Sound cannons deployed for first time at protest

Members of the New York Police Department’s strategic response group use a long-range acoustic...
Members of the New York Police Department’s strategic response group use a long-range acoustic device (Lrad) model 100x to direct announcements during a protest against police brutality in 2015. PHOTO: GETTY IMAGES
Police have confirmed sound cannons were deployed against protesters at the Parliament occupation in Wellington earlier this year.

A document released under the Official Information Act (OIA) revealed two long-range acoustic devices (Lrads) were deployed on the last day of the protest, March 2.

Other documents show there was a rush to change police rules so pepper spray could be used in crowd control situations, and new products were procured for the purpose.

The anti-mandate protest ended in violence when hundreds of police officers, many in riot gear and supported by a helicopter, clashed with crowds of protesters who lit fires and threw cobblestones.

That was the only day of the protest where the two Lrads, operated by members of the police negotiation team, were used.

One was deployed on the roof of the Parliament building and another in Aiken St.
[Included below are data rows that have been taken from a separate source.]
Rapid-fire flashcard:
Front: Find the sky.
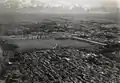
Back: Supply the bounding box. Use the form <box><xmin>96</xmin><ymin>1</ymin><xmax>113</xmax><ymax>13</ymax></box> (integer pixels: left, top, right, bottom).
<box><xmin>0</xmin><ymin>0</ymin><xmax>103</xmax><ymax>8</ymax></box>
<box><xmin>37</xmin><ymin>0</ymin><xmax>102</xmax><ymax>7</ymax></box>
<box><xmin>0</xmin><ymin>0</ymin><xmax>119</xmax><ymax>9</ymax></box>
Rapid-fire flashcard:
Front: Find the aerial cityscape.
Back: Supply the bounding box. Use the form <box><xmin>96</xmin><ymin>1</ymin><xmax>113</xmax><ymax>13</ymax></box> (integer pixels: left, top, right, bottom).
<box><xmin>0</xmin><ymin>0</ymin><xmax>120</xmax><ymax>83</ymax></box>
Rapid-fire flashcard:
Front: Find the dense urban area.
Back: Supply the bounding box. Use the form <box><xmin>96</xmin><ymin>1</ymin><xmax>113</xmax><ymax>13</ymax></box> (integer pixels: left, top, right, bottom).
<box><xmin>1</xmin><ymin>18</ymin><xmax>120</xmax><ymax>83</ymax></box>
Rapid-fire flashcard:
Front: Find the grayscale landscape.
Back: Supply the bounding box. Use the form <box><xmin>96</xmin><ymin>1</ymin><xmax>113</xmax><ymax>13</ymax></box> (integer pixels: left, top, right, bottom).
<box><xmin>0</xmin><ymin>0</ymin><xmax>120</xmax><ymax>83</ymax></box>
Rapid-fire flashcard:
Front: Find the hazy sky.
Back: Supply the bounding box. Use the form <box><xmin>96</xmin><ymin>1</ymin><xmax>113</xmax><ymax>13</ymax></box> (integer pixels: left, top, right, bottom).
<box><xmin>38</xmin><ymin>0</ymin><xmax>102</xmax><ymax>7</ymax></box>
<box><xmin>0</xmin><ymin>0</ymin><xmax>119</xmax><ymax>9</ymax></box>
<box><xmin>0</xmin><ymin>0</ymin><xmax>102</xmax><ymax>8</ymax></box>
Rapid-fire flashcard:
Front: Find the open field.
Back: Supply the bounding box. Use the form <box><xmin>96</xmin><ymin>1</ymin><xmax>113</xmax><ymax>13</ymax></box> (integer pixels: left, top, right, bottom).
<box><xmin>0</xmin><ymin>36</ymin><xmax>94</xmax><ymax>52</ymax></box>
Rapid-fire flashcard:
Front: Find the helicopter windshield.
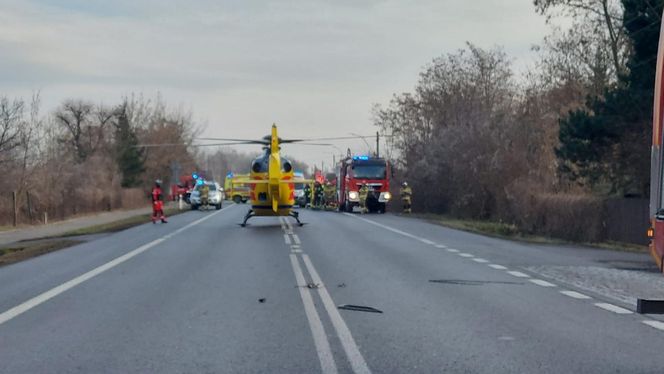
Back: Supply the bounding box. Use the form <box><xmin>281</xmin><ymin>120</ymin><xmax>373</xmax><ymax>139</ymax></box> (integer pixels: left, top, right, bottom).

The Lrad was described by police in the document as a "long-range communication device for targeted communication" which also had the ability to produce an "aversion tone".

The devices are effectively powerful speakers, either handheld or mounted on a vehicle or tripod, that can be used to disperse crowds or as a powerful loud hailer.

The document states police have 17 Lrad units, bought incrementally since 2016, and a tactical options report must be completed for use of an Lrad.

Manufacturer’s specifications for the Lrad model 100x used by police say the devices can project 140dB, about the sound level level of a gunshot, to a maximum range of 600m.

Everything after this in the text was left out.